Cluster samples based on clonality across cell types

Finally, we identify groups of samples with clonal expansions in same cell types. This analysis is more informative with larger datasets but the approch is shown here as an example.

[35]:
# Make data frame of sample x celltype-specific clonality/clone size score

def wide_multi(df, value_cols):
    wide = (
        df
        .pivot_table(
            index=sample,
            columns=celltype,
            values=value_cols,
            aggfunc="first"
        )
    )

    # flatten multiindex columns
    wide.columns = [
        f"{ct}_{metric}"
        for metric, ct in wide.columns
    ]

    return wide


df_class_wide = wide_multi(df_class, ["clonality", "clone_size_score"])
[36]:
df_class_wide
[36]:
B_immature_clonality B_naive_clonality B_switched_memory_clonality B_exhausted_clonality B_immature_clone_size_score B_naive_clone_size_score B_switched_memory_clone_size_score B_exhausted_clone_size_score
sample_id
AP3 NaN 0.878756 NaN 1.691878 NaN 0.255994 NaN 0.446154
AP9 NaN 0.553235 NaN NaN NaN 0.172751 NaN NaN
BGCV01_CV0025 NaN 0.119299 NaN NaN NaN 0.036765 NaN NaN
BGCV02_CV0052 NaN 0.803771 NaN NaN NaN 0.235871 NaN NaN
BGCV06_CV0037 NaN 0.575064 NaN NaN NaN 0.172175 NaN NaN
BGCV06_CV0234 NaN 0.204084 NaN NaN NaN 0.062630 NaN NaN
BGCV07_CV0094 NaN 3.800402 NaN NaN NaN 0.708641 NaN NaN
BGCV07_CV0134 NaN 1.135484 NaN NaN NaN 0.321754 NaN NaN
BGCV07_CV0137 NaN 0.924538 NaN NaN NaN 0.268083 NaN NaN
BGCV11_CV0257 NaN 1.203777 NaN NaN NaN 0.338388 NaN NaN
MH8919330 NaN 0.000000 NaN 4.335733 NaN 0.000000 NaN 0.738166
MH8919331 NaN 0.457500 NaN NaN NaN 0.142905 NaN NaN
MH9143270 NaN 0.073748 NaN NaN NaN 0.022773 NaN NaN
MH9143275 NaN 0.219991 0.478047 NaN NaN 0.068555 0.149321 NaN
MH9143322 NaN 0.706672 NaN NaN NaN 0.220211 NaN NaN
MH9143323 NaN 0.584640 NaN NaN NaN 0.182509 NaN NaN
MH9143324 NaN 0.554374 NaN NaN NaN 0.166253 NaN NaN
MH9143327 NaN 0.308122 NaN NaN NaN 0.096154 NaN NaN
MH9143371 NaN 0.346596 NaN NaN NaN 0.108205 NaN NaN
MH9143423 0.744221 0.450727 0.176878 NaN 0.231731 0.140788 0.055070 NaN
MH9143424 1.053549 0.238939 1.369950 NaN 0.324598 0.074486 0.377289 NaN
MH9179821 NaN 0.153794 NaN NaN NaN 0.047857 NaN NaN
MH9179823 NaN 0.367829 NaN NaN NaN 0.114854 NaN NaN
MH9179824 NaN 0.117074 0.048022 NaN NaN 0.036395 0.014845 NaN
MH9179825 NaN 0.647023 NaN NaN NaN 0.192575 NaN NaN
[37]:
## Create anndata based on clone size score matrix

# 1. Select clone_size_score columns

df_class_wide['sample'] = df_class_wide.index

clone_cols = [c for c in df_class_wide.columns if c.endswith("_clone_size_score")]

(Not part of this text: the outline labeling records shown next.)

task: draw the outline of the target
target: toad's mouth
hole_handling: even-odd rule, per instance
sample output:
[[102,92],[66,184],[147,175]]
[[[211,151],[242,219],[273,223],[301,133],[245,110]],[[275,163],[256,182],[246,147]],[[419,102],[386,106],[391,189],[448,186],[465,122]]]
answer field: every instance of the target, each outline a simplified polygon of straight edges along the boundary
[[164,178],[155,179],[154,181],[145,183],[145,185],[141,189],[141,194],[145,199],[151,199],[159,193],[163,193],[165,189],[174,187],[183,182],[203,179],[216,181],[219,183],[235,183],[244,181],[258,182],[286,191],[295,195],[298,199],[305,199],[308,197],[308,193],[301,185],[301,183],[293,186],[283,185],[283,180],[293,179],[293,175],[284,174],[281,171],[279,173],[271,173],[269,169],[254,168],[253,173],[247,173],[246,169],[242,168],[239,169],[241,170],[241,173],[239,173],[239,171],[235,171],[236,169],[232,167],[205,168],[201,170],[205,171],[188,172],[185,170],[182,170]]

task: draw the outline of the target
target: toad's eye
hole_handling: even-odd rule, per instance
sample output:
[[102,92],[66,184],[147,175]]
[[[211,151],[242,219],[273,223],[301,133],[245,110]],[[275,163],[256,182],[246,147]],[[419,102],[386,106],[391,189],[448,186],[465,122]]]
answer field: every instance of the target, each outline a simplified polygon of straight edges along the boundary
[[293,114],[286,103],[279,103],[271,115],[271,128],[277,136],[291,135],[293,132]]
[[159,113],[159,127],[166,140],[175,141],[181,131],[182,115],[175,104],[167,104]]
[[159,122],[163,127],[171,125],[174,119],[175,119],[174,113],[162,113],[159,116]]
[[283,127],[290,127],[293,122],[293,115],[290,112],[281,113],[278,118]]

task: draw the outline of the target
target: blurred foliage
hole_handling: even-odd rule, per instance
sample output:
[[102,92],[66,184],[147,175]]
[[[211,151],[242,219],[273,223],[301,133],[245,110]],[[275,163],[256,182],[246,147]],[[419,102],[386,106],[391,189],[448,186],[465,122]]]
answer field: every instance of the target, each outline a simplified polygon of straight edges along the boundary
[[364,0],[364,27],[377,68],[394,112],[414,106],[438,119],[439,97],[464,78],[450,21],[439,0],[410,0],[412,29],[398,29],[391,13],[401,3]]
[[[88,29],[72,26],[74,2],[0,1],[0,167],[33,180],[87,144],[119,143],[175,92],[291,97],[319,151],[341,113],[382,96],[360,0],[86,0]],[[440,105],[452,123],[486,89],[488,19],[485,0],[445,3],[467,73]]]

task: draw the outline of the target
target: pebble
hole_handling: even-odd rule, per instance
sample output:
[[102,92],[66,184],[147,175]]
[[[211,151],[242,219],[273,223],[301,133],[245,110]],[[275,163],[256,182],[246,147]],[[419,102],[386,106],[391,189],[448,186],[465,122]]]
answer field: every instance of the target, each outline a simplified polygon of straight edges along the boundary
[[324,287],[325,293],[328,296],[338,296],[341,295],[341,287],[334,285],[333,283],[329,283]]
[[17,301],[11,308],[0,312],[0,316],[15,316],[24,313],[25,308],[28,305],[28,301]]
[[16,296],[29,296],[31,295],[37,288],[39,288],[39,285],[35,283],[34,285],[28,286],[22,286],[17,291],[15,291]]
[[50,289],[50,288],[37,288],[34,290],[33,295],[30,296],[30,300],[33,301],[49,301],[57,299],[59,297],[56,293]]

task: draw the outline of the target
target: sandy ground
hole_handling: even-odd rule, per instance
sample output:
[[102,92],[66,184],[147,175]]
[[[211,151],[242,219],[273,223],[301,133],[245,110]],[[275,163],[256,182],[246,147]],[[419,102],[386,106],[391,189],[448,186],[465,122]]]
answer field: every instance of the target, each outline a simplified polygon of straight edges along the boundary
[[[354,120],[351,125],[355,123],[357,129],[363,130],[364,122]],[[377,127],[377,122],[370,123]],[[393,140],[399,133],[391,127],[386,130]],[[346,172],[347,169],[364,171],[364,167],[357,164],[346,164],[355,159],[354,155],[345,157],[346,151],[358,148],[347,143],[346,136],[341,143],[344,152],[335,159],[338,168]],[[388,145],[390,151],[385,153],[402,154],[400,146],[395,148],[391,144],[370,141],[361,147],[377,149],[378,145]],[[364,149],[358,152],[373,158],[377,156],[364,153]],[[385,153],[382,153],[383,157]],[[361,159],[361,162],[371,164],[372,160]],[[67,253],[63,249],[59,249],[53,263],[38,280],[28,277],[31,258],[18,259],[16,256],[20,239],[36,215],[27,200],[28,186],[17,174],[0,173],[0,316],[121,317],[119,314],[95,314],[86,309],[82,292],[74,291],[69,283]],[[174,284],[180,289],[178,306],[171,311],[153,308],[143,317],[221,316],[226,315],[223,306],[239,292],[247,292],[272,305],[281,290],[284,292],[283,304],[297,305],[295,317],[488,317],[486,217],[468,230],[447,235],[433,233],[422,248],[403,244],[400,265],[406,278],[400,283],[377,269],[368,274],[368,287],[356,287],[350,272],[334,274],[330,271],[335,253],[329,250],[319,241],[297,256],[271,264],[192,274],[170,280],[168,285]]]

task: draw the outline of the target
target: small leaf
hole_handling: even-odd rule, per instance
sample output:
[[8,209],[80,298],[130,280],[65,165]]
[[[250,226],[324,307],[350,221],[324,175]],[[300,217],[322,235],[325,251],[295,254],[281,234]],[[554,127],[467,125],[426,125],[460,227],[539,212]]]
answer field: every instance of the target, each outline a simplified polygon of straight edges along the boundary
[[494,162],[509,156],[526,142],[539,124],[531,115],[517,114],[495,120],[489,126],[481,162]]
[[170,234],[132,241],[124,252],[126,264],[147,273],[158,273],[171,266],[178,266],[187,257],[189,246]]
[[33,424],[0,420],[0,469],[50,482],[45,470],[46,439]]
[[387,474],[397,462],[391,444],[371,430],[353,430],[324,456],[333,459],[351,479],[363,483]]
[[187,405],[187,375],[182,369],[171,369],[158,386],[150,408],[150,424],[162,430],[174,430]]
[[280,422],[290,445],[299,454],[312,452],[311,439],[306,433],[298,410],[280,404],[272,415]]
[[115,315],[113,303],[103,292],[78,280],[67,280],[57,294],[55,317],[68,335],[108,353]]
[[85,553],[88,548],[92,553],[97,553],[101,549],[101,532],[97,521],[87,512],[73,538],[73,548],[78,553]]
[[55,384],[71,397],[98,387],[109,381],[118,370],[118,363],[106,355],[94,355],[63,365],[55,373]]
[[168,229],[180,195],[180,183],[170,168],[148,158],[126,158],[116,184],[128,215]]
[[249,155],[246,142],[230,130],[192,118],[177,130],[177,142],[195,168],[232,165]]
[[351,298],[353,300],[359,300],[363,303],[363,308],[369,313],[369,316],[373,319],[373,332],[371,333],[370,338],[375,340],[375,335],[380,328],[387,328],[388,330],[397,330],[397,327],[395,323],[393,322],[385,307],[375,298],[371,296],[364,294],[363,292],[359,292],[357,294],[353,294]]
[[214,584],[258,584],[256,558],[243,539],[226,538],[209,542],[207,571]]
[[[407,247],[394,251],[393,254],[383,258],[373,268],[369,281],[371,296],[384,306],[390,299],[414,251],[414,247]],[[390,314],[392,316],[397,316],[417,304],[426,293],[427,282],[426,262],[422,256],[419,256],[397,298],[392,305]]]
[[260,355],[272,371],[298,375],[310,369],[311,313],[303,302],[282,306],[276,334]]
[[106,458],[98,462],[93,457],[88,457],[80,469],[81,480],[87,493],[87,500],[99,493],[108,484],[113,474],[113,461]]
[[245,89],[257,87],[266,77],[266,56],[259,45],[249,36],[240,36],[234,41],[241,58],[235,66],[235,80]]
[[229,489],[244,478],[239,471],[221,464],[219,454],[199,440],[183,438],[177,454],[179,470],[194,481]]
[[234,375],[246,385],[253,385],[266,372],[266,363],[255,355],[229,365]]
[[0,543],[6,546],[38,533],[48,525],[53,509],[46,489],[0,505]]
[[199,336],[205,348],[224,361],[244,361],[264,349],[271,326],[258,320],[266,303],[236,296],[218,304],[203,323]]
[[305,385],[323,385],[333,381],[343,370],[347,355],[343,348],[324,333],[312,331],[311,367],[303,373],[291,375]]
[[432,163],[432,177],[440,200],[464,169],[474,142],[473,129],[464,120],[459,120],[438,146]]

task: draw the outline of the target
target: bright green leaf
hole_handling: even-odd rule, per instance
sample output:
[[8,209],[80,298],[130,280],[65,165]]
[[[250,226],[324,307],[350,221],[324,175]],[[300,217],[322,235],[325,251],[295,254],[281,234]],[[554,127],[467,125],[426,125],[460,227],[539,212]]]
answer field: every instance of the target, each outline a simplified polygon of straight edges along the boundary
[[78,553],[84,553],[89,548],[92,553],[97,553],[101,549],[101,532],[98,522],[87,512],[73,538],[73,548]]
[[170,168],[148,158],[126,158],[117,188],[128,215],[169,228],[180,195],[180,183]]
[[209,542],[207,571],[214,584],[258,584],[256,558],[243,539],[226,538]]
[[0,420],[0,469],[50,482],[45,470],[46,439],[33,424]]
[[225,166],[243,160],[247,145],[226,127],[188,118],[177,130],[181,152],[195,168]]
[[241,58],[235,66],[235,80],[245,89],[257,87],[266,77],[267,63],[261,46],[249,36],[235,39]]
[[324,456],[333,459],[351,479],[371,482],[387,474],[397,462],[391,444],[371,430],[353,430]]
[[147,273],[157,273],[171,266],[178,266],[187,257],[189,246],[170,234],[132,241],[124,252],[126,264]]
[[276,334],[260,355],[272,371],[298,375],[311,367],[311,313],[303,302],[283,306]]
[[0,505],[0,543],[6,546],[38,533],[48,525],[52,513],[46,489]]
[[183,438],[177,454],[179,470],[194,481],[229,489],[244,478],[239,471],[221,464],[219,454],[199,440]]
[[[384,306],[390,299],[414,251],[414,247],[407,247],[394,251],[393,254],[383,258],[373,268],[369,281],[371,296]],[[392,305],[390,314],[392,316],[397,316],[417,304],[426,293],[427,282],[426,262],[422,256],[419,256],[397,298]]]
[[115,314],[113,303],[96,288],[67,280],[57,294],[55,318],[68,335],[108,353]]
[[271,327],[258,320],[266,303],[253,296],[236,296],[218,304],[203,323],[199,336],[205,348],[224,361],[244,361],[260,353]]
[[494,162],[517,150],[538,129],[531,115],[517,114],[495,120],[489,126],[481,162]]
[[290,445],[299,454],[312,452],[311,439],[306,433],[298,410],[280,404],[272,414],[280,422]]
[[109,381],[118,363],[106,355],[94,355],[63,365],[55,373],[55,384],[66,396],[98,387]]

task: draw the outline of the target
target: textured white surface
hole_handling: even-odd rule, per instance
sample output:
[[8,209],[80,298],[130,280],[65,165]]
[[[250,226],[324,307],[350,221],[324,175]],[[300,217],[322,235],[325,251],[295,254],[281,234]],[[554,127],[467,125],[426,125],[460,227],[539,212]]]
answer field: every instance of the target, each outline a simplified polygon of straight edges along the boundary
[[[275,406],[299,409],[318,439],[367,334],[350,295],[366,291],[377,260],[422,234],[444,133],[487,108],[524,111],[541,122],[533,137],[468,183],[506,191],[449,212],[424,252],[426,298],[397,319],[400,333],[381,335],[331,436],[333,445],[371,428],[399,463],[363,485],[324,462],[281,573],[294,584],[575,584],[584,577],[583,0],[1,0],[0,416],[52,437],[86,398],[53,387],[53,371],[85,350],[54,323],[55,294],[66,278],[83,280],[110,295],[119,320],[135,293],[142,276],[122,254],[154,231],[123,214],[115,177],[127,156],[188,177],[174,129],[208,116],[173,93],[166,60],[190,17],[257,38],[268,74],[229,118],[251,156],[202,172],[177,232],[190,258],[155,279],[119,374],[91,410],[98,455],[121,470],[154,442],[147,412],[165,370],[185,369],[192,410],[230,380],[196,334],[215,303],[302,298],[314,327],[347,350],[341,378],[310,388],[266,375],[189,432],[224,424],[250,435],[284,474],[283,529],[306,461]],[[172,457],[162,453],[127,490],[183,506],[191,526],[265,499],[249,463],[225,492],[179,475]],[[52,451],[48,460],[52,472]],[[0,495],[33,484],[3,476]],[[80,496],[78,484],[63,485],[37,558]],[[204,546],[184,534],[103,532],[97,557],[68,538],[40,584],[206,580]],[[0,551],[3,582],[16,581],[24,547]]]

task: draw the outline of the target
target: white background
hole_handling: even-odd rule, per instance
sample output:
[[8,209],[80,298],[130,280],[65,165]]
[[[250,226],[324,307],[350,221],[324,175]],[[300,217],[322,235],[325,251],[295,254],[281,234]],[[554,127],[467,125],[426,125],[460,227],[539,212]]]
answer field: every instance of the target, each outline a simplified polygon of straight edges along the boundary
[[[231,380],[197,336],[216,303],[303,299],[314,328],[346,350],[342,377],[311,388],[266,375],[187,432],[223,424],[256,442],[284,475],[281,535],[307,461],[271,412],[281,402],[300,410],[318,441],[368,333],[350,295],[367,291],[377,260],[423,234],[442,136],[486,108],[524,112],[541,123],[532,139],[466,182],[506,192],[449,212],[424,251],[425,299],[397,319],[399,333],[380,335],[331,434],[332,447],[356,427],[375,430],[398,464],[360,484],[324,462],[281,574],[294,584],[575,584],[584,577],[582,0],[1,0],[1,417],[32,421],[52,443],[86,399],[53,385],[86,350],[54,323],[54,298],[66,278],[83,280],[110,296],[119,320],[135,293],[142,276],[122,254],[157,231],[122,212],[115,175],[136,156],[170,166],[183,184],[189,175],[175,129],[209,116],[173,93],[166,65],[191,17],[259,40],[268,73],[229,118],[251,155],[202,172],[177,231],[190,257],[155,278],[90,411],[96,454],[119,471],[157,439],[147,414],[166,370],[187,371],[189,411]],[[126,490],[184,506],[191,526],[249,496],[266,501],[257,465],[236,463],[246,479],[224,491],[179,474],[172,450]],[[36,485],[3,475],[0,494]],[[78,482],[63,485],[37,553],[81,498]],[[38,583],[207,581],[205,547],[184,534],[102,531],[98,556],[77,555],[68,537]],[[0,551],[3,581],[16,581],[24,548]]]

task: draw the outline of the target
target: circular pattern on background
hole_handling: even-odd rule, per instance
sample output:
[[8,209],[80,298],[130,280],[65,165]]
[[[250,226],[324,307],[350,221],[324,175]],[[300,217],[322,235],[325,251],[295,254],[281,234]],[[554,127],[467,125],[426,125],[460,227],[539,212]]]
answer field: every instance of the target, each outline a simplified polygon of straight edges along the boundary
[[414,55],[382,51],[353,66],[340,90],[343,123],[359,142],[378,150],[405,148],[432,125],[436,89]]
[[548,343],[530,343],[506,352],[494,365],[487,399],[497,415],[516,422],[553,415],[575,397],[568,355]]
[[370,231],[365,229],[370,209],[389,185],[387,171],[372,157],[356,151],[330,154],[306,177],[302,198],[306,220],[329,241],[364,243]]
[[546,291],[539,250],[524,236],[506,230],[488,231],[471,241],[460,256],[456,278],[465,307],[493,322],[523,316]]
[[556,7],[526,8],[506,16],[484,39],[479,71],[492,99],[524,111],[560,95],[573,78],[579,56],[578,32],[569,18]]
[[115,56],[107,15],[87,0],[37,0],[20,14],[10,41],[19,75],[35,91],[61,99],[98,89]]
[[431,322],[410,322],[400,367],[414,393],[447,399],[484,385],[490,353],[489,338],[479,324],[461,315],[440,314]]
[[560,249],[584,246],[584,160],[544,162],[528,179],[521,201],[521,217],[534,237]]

# 2. Build sample × celltype matrix
X = (
    df_class_wide[["sample"] + clone_cols]
    .groupby("sample")
    .mean()              # in case sample appears multiple times
)

# 3. Replace NaNs (absence of that celltype in sample at sufficient numbers → 0 clonality)
X = X.fillna(0)

# 4. Create AnnData
adata_clone = sc.AnnData(X)
adata_clone.obs_names = X.index
adata_clone.var_names = X.columns
[38]:
# 5. Highly variable features
sc.pp.highly_variable_genes(adata_clone)

# 6. PCA
sc.tl.pca(adata_clone, svd_solver="arpack")

# 7. Neighbours
sc.pp.neighbors(adata_clone, n_neighbors=15, n_pcs=20) # increase neigbour count when using with more samples

# 8. UMAP
sc.tl.umap(adata_clone)

# 9. Leiden clustering
sc.tl.leiden(adata_clone, resolution=1)

# 10. Plot
sc.pl.umap(adata_clone, color=["leiden"], size=200)
../_images/notebooks_001_cell2clone_identify_clonal_expansions_59_0.png
[39]:
sc.pl.umap(adata_clone, color=adata_clone.var_names, size=200)
../_images/notebooks_001_cell2clone_identify_clonal_expansions_60_0.png

Using this approach, we can visualise cell type-specific clonality across donors and identify groups of donors where certain cell types are clonally expanded.